AI tools can structure, summarise, and remix well, but they still struggle with the nuance of timing, culture, and emotional tone. Especially in brand storytelling or campaign building, it’s not just about what is said, it’s how and when that matters.
For example, while AI can generate 10 headline options in seconds, spotting which ones are actually on-brand, emotionally resonant, and aligned with campaign timing still requires human instinct. It also falls short in audience nuance, especially for messaging that needs to land differently across regions, languages, or subcultures. That’s the space where assumptions can misfires fast.

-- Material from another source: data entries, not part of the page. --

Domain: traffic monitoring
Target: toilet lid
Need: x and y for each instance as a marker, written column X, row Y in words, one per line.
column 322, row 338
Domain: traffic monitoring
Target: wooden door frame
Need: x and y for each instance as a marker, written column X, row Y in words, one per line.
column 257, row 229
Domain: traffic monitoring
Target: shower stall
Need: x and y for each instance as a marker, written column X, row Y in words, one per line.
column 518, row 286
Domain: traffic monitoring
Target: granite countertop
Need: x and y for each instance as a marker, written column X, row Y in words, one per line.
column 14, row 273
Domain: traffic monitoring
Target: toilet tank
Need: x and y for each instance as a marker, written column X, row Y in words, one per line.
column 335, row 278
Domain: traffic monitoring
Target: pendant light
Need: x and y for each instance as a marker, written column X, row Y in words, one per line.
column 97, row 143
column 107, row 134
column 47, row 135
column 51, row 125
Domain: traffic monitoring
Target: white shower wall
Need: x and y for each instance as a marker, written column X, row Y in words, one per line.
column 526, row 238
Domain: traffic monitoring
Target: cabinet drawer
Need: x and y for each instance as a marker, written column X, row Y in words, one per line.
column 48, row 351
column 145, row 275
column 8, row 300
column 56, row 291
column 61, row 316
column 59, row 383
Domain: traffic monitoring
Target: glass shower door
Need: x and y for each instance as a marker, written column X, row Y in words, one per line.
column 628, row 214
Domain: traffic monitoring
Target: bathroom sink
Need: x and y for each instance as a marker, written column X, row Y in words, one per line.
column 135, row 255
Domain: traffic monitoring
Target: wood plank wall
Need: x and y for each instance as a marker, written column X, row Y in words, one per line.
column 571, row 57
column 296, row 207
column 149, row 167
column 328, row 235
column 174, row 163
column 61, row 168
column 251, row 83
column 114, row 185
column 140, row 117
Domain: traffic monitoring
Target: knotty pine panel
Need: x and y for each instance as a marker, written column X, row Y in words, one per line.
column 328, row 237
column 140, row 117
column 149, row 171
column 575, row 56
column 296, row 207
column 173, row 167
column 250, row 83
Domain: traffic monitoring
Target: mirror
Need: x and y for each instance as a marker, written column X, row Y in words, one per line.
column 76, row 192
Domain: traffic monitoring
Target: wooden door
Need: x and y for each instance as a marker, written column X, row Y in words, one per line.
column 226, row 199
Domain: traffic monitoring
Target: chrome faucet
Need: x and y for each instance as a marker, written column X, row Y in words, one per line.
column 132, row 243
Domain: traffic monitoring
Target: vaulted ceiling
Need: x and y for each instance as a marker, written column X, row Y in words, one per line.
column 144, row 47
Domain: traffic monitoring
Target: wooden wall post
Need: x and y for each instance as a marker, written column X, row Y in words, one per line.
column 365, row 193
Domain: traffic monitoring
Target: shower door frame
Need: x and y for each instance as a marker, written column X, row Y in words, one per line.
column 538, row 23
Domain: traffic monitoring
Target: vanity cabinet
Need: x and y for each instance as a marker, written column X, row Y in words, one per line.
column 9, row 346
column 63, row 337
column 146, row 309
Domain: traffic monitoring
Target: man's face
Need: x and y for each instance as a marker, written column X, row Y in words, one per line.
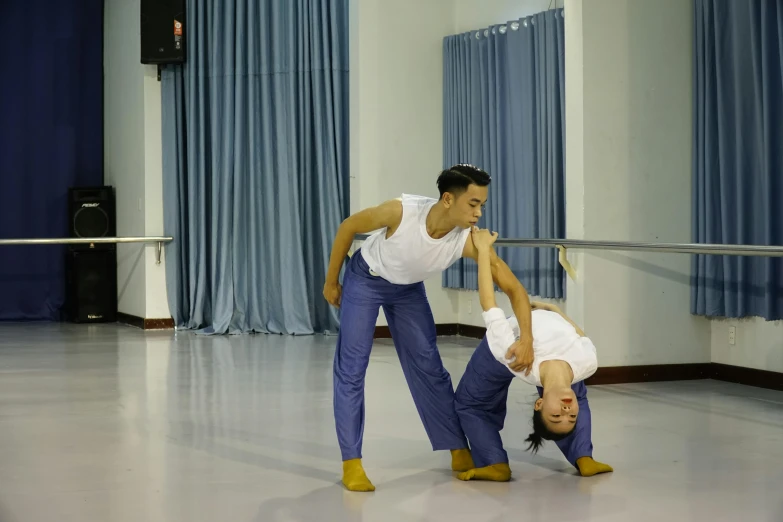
column 465, row 209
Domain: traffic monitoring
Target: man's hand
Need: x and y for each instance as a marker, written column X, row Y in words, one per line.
column 333, row 293
column 537, row 305
column 521, row 355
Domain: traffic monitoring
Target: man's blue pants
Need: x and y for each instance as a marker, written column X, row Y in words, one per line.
column 412, row 327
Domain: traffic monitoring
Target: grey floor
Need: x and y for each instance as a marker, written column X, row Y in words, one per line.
column 108, row 423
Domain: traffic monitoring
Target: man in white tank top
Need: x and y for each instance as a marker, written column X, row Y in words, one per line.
column 416, row 238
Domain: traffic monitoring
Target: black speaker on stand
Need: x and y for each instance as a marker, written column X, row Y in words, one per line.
column 91, row 269
column 162, row 31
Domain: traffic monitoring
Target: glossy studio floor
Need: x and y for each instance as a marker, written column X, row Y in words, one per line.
column 109, row 423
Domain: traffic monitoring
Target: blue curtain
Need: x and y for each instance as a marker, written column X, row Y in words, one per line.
column 51, row 138
column 738, row 155
column 255, row 164
column 504, row 101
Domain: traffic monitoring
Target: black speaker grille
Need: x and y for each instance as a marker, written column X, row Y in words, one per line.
column 91, row 222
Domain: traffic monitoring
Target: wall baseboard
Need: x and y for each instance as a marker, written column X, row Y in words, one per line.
column 747, row 376
column 635, row 374
column 145, row 324
column 649, row 373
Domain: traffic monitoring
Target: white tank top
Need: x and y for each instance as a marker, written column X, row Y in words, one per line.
column 411, row 255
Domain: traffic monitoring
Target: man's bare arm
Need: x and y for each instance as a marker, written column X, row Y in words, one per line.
column 385, row 215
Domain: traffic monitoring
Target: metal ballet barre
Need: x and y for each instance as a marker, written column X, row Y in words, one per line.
column 680, row 248
column 94, row 240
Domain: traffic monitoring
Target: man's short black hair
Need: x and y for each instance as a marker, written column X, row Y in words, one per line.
column 456, row 179
column 542, row 433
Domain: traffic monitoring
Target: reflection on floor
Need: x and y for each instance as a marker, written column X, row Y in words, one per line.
column 109, row 423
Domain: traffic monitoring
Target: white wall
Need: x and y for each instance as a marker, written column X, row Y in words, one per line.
column 758, row 344
column 397, row 109
column 631, row 128
column 132, row 162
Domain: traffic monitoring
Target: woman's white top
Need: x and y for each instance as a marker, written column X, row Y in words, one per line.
column 411, row 255
column 554, row 338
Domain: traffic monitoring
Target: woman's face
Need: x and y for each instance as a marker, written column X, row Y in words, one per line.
column 559, row 409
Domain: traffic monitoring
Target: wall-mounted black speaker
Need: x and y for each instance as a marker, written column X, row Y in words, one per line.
column 162, row 31
column 91, row 269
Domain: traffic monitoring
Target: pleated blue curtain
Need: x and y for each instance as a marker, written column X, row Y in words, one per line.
column 255, row 164
column 504, row 101
column 738, row 155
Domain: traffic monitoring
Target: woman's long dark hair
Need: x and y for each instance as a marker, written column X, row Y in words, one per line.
column 542, row 433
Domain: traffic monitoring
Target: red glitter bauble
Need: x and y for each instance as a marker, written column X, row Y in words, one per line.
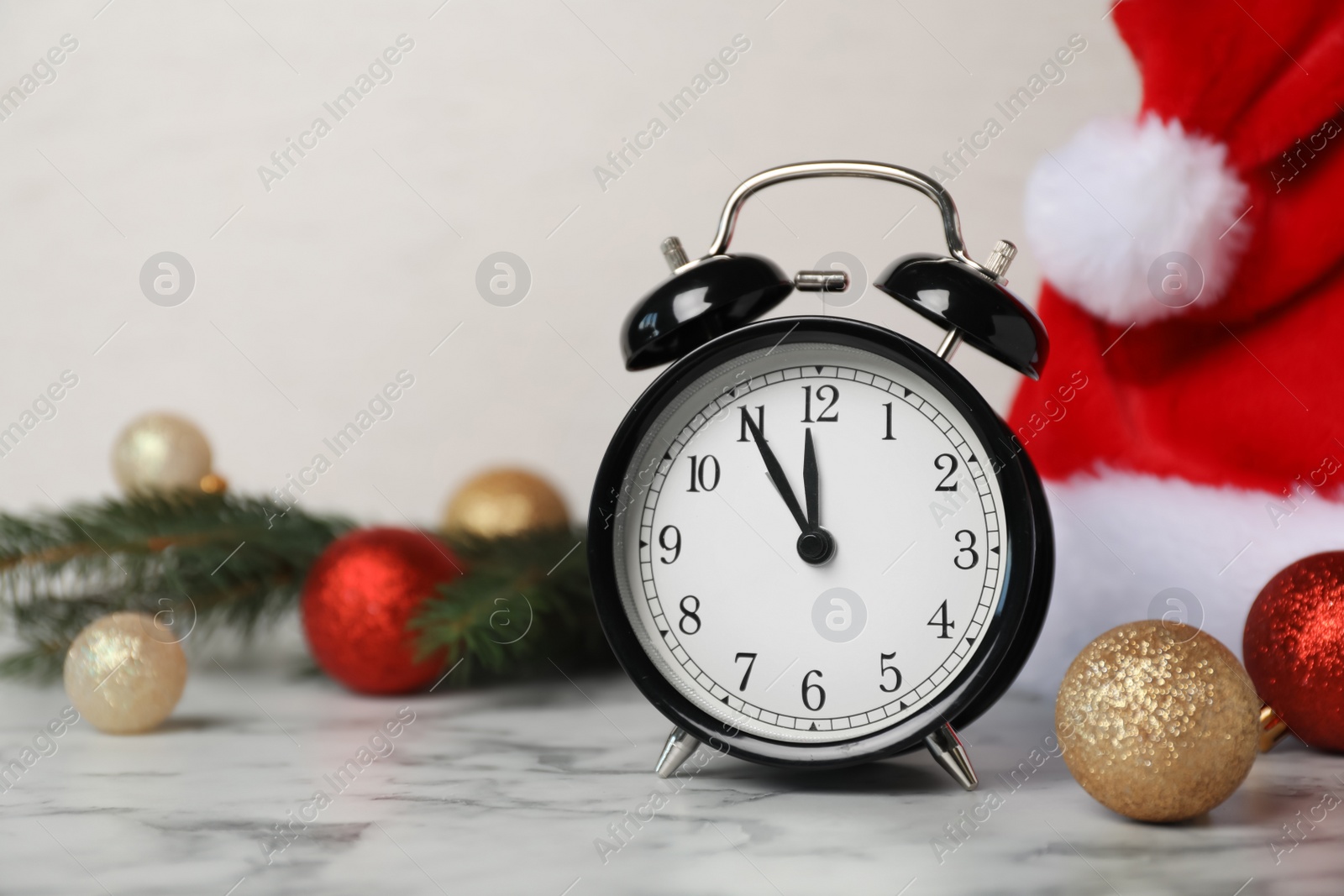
column 1294, row 647
column 358, row 600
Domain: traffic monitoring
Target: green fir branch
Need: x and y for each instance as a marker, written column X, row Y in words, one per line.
column 199, row 562
column 523, row 605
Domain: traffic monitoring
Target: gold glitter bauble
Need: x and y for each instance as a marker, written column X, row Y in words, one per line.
column 160, row 453
column 125, row 673
column 1159, row 721
column 504, row 501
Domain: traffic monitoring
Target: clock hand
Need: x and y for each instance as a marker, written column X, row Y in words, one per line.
column 810, row 483
column 815, row 546
column 776, row 472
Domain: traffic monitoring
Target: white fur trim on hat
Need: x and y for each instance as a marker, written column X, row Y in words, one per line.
column 1122, row 540
column 1102, row 211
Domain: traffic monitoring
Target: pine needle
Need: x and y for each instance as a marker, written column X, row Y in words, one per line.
column 524, row 604
column 199, row 562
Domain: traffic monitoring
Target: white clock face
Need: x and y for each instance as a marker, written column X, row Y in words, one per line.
column 709, row 548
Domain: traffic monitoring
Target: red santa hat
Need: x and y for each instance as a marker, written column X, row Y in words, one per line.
column 1189, row 425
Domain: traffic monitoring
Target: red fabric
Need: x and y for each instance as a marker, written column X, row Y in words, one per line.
column 1249, row 390
column 1257, row 76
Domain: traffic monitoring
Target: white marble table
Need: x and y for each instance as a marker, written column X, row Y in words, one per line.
column 507, row 792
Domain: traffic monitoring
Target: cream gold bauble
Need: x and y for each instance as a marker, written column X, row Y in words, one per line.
column 1158, row 720
column 125, row 673
column 161, row 453
column 501, row 503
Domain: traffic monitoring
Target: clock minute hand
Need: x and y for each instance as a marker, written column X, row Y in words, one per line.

Also, AI still struggles with creative risk. As it’s trained on what exists, it tends to follow patterns. But that also means the outputs can feel predictable, sometimes even templated. Real cut-through marketing often happens when you break the pattern. AI almost never suggests risk, it suggests optimisation.
There’s also a gap when it comes to cross-functional thinking. In real-world campaign planning, design, product, content, and growth teams have different priorities. Good creatives often sit at the intersection, translating across functions. AI doesn’t serve that role well yet, because it struggles to factor in human alignment, feedback nuance, or internal politics. It doesn’t ask follow-ups. It doesn’t challenge assumptions. It just gives you a well worded guess.
So while it’s becoming useful for speed and structure, it still relies on human direction to understand relevance. Especially when the work needs to move someone or say something with intention. That’s where the real value is, and where the gap still is too.
What AI trends do you believe will most disrupt your industry in the next 2–3 years, and how are you preparing for them now?
One trend that’s already unfolding is the rise of adaptive content ecosystems where content (copy, format, even visuals) auto-adjust based on live audience behavior. This goes beyond simple personalization like marketing touchpoints that evolve in real time across channels, powered by AI feedback loops.
That’s going to redefine how teams think about campaigns. Instead of planning for static launch moments, we’ll be designing dynamic narratives, ones that shift based on who's interacting, where they are in the funnel, and what they respond to most. I believe this isn’t far off, especially in B2B tech, SaaS, and performance-heavy DTC.
We're also seeing AI take a bigger role on the social media side, especially with tools that generate user-like avatars, community responses, even persona-led faces of brands. These hyper-synthetic influencer layers may sound extreme now, but with people already interacting with AI-generated creators on platforms like TikTok or Twitter/X, it's more about when, not if this becomes part of everyday brand playbooks.
SEO is also shifting. Traditional keyword strategies are giving way to AEO, especially with more users turning to ChatGPT, or voice-assistant-style search to find quick, structured solutions. Instead of aiming for top of page clicks, content strategies will be about surfacing the best possible answer across platforms and formats.
To prepare, I’m focusing on:
Modular content strategy (breaking ideas into swappable parts to reuse across journeys)
Deepening understanding of structured data and programmatic SEO tactics
Exploring AI collaboration tools that improve workflows rather than automate decisions
Learning how to design content with intent-first strategy, knowing it might show up in a chatbot result, snippet, or carousel
We’re starting to design for flexibility. And as AI transforms where and how content gets delivered, we will still need human input to feel like it’s worth engaging with. That’s the gap I want to help bridge.